The Taoiseach, Bertie Ahern, has said he is still hoping to secure a deal to restore power-sharing in the North before Christmas.
Mr Ahern was speaking after a meeting with Sinn Féin president Gerry Adams in Dublin this morning.
“I’m quite clear this morning from the meeting I’ve had with the leadership of Sinn Féin that they want to do it this week,” he said.
“We’ll obviously be keeping in touch with the DUP – I hope that they want to do it – and I detect that the public certainly does.”
The Irish and British governments published their proposals for restoring power-sharing last week, but the deal was put on hold due to ongoing disagreement about IRA decommissioning.
The DUP, backed by the two governments, has demanded photographic evidence of the IRA destroying its weapons.
However, Sinn Féin is vehemently resisting such a move, saying it would be used by DUP leader Ian Paisley as a means to humiliate republicans.
Speaking after today’s talks, Mr Adams said the idea of photographs was still out of the question.
Mr Ahern said it would be “insanity” at this stage not to find a way of settling all the issues.
“We were happy with John de Chastelain,” he said. “Then there was the issue of further witnesses, we were happy with that.
“We had the issue of photographs and that’s not workable so we have to try to find some other way.”

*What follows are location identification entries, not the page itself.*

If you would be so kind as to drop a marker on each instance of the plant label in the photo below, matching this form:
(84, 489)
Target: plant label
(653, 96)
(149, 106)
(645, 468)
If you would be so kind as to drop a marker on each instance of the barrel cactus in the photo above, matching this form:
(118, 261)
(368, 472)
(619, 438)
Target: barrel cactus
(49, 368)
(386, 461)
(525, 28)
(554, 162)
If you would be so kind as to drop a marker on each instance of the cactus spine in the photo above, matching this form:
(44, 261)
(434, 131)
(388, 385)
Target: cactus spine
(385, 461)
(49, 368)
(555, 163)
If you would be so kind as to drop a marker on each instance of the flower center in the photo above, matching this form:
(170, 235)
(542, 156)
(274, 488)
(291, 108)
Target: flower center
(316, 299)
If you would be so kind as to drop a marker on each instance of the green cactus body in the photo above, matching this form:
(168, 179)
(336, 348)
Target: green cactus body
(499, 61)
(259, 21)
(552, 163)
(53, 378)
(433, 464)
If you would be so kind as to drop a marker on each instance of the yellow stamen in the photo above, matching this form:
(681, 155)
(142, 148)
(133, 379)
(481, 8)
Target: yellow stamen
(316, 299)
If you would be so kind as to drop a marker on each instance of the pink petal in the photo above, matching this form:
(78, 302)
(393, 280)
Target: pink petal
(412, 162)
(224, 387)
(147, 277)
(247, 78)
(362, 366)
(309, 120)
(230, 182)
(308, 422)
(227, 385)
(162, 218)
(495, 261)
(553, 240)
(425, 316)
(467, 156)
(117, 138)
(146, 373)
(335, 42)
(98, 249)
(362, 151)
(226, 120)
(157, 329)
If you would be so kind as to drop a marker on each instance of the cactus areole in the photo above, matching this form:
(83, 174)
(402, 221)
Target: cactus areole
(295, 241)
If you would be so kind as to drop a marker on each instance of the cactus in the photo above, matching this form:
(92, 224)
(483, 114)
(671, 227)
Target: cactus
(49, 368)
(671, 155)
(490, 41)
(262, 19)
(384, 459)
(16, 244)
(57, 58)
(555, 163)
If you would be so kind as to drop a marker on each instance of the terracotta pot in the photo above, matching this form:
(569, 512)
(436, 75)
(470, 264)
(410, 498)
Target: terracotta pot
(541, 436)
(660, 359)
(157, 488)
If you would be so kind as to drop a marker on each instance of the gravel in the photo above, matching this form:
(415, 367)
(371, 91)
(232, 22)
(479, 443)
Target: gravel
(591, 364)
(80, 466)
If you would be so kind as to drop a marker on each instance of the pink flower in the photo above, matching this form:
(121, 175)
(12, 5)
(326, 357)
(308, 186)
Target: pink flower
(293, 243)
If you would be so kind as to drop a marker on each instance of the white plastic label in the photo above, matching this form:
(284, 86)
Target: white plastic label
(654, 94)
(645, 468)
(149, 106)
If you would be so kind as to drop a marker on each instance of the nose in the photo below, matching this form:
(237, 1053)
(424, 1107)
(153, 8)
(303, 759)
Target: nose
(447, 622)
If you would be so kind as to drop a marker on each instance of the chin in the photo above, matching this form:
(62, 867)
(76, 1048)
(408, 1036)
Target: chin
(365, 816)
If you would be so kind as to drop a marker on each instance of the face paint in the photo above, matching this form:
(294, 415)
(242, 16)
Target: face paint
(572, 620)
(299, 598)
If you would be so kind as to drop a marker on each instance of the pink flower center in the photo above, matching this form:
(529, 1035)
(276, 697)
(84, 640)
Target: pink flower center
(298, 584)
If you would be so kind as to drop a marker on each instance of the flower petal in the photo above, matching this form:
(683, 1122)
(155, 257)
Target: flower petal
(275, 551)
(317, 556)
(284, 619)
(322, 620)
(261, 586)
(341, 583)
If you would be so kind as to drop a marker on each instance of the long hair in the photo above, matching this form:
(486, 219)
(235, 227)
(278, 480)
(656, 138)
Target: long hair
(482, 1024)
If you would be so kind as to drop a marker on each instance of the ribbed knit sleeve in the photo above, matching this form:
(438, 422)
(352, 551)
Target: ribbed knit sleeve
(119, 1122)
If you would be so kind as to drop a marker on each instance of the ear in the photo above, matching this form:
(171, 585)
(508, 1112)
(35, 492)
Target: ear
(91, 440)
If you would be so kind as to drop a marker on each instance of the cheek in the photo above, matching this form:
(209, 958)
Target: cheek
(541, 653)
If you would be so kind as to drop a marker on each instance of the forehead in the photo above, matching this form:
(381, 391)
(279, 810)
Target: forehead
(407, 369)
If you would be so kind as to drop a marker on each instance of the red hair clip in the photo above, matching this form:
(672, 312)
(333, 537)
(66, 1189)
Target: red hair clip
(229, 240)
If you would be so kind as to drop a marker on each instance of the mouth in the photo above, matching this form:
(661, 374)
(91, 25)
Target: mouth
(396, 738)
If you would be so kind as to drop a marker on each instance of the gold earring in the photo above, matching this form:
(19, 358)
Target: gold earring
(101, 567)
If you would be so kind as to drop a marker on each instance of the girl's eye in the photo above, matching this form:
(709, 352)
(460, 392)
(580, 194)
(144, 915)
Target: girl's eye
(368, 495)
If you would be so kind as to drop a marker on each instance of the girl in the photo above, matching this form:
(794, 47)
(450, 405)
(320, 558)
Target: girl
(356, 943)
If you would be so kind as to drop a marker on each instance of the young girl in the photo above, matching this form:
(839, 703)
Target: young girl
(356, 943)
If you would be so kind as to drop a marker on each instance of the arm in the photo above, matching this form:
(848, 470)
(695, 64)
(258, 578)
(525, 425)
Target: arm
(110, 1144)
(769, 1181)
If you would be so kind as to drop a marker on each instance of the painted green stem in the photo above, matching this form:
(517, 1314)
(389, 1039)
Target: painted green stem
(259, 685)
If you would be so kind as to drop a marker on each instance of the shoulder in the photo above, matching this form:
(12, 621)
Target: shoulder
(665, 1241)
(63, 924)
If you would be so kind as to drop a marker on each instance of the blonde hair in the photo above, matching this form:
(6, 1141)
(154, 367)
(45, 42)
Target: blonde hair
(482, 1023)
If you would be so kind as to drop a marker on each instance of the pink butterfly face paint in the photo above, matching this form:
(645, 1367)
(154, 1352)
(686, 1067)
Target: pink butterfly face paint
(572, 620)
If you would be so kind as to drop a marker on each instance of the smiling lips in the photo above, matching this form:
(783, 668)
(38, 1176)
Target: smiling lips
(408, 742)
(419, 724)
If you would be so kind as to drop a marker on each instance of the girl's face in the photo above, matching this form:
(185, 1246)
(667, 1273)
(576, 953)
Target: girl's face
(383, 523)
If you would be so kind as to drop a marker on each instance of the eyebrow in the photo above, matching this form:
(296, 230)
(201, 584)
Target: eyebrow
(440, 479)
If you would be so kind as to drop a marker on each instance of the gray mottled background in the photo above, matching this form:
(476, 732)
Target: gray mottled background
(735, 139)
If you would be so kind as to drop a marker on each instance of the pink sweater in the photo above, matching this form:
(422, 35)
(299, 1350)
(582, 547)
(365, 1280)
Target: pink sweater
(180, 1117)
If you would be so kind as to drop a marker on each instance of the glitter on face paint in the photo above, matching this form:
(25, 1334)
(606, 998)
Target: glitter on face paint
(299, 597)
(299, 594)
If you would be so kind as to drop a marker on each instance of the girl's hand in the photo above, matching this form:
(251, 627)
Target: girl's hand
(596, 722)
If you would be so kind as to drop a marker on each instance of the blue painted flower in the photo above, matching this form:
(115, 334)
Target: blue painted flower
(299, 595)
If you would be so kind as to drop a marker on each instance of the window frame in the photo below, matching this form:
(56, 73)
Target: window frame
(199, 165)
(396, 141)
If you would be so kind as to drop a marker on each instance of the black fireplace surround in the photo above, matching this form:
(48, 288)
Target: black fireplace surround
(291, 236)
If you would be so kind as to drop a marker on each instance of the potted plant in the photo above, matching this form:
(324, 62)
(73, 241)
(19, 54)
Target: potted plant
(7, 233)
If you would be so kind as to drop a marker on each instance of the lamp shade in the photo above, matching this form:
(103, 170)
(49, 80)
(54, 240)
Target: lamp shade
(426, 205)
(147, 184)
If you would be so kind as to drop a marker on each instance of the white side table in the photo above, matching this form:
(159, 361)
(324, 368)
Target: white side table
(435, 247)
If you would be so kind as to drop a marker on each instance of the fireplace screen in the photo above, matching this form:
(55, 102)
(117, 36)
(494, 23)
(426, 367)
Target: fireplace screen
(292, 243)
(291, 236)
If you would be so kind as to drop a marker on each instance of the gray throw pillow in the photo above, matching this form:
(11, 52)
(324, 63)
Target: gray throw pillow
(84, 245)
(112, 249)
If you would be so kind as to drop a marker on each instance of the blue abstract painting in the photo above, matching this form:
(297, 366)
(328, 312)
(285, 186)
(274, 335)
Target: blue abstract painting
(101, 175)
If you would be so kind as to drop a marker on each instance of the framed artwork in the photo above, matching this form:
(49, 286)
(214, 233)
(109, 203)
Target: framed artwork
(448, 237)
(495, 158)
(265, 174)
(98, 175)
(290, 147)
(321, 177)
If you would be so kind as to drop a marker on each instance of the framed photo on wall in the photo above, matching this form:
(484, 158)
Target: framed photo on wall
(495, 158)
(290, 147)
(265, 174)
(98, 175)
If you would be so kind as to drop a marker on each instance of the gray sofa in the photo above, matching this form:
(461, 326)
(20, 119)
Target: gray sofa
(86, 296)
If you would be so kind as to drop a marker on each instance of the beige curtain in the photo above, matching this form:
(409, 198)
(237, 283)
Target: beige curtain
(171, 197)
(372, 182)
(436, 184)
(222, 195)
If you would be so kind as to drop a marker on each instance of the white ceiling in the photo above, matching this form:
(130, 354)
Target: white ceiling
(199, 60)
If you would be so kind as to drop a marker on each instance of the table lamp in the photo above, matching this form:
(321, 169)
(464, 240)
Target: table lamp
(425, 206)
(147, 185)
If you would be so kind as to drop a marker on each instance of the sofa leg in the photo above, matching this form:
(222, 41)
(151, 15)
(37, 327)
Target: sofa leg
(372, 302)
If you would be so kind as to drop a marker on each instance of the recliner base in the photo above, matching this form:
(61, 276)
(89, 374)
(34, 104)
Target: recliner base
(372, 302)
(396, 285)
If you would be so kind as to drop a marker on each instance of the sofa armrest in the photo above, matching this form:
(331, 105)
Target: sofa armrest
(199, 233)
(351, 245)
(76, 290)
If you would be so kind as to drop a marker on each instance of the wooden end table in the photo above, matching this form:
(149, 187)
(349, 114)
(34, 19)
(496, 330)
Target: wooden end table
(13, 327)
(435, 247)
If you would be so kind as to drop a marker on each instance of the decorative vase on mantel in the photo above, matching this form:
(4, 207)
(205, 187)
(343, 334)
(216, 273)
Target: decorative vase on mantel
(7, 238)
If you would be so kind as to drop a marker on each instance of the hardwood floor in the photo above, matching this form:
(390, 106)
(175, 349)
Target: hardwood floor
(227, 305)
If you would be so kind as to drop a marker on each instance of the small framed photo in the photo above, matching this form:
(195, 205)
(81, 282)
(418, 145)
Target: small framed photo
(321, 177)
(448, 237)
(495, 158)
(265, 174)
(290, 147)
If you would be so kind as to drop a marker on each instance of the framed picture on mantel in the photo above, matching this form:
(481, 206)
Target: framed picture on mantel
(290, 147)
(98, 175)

Mr Ahern stressed that decommissioning was ready to happen but no progress would be made unless there was a comprehensive deal.
Both the British and Irish governments would have been satisfied with the deal as it was laid on the table to the DUP and Sinn Féin last week. He said the issues regarding criminality and paramilitary activity were “not that much different” to those set out last October.
Hopes of reaching an agreement to revive the political institutions were shattered last week when the deal unravelled.
Mr Ahern said: “We were very close last Wednesday. There are one or two issues that have to be resolved and we believe it’s possible to resolve these.”